The next inevitable Bond movie? It begins with a speeding hearse, wending its way through the frigid and barren roads outside the city of Khabarovsk in Russia, a few miles from the Chinese border. We pan in closer and see that the hearse is labeled "Funeral" in Cyrillic script and a photograph of a woman—evidently the unfortunately recipient of the ride—is posted on the dashboard.
Sirens blare. Its piercing whine becomes louder.
We cut to a wide shot of the police, frantically opening the back of the hearse and then the casket itself. And there it is: half a ton of caviar, in plastic containers, jammed into the casket and all around it. Under decorative wreaths. Everywhere.
No, this is not a movie. This shit actually went down this week in Russia.
Russia's Interior Ministry said in a statement that the Russian police uncovered 1,100 pounds of caviar in the back of a hearse that was pulled over for speeding.
The driver said he had been paid to transport a body to a funeral in nearby Khabarovsk. The seized caviar is reported to be worth upwards of 10 million roubles, or $156,000—but that seems like a pretty damn severe underestimation, given current caviar prices. In any event, it's a lot of caviar and worth many a rouble.
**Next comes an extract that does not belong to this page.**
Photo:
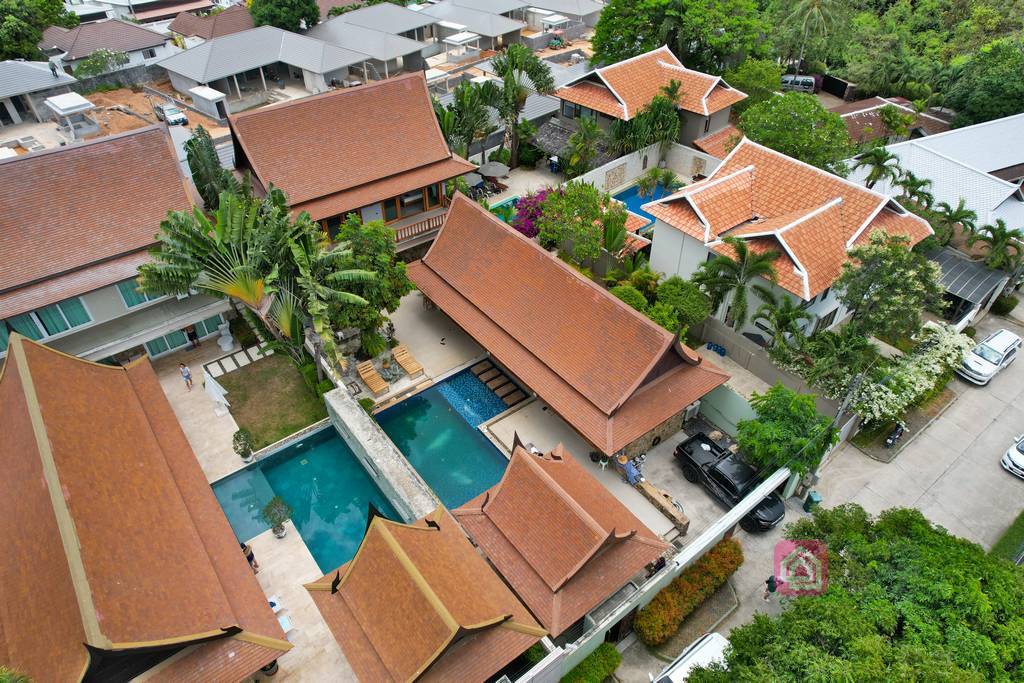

Evidently, a second car was used as a decoy in an attempt to distract police. "But we decided to ignore it and stop the vehicle that was following it instead," said Inspector Artem Shpilev. The driver and a funeral parlor employee who accompanied him in the hearse were arrested. They claimed they had no idea what was in the hearse, telling police that they had been hired by a man in a village outside Khabarovsk who asked them to transport the body of a female relative to the city morgue.
Sturgeon—from whence caviar comes—is rapidly disappearing from the Caspian Sea due to illegal fishing. As such, Russia has tried to strictly regulate the caviar industry, which now consists of about 50 farms. According to The Guardian, "Wild caviar production and sturgeon fishing is almost entirely banned, except for indigenous peoples of Russia's north, who have to obtain permits."
Despite the ban, however, a study found that in 2010, only 19 out of 244 tons of caviar produced in Russia were made legally.
This is not the first intersection of fish eggs and death in Russia of late. In 2011, 385 pounds of caviar were found stored alongside dead bodies in a St. Petersburg morgue.
We'll have to wait for the Bond movie to come out. In the meantime, this all makes a mighty fine Halloween horror story to share with friends and family—with a shot of vodka, of course. Za vashe zdorovie!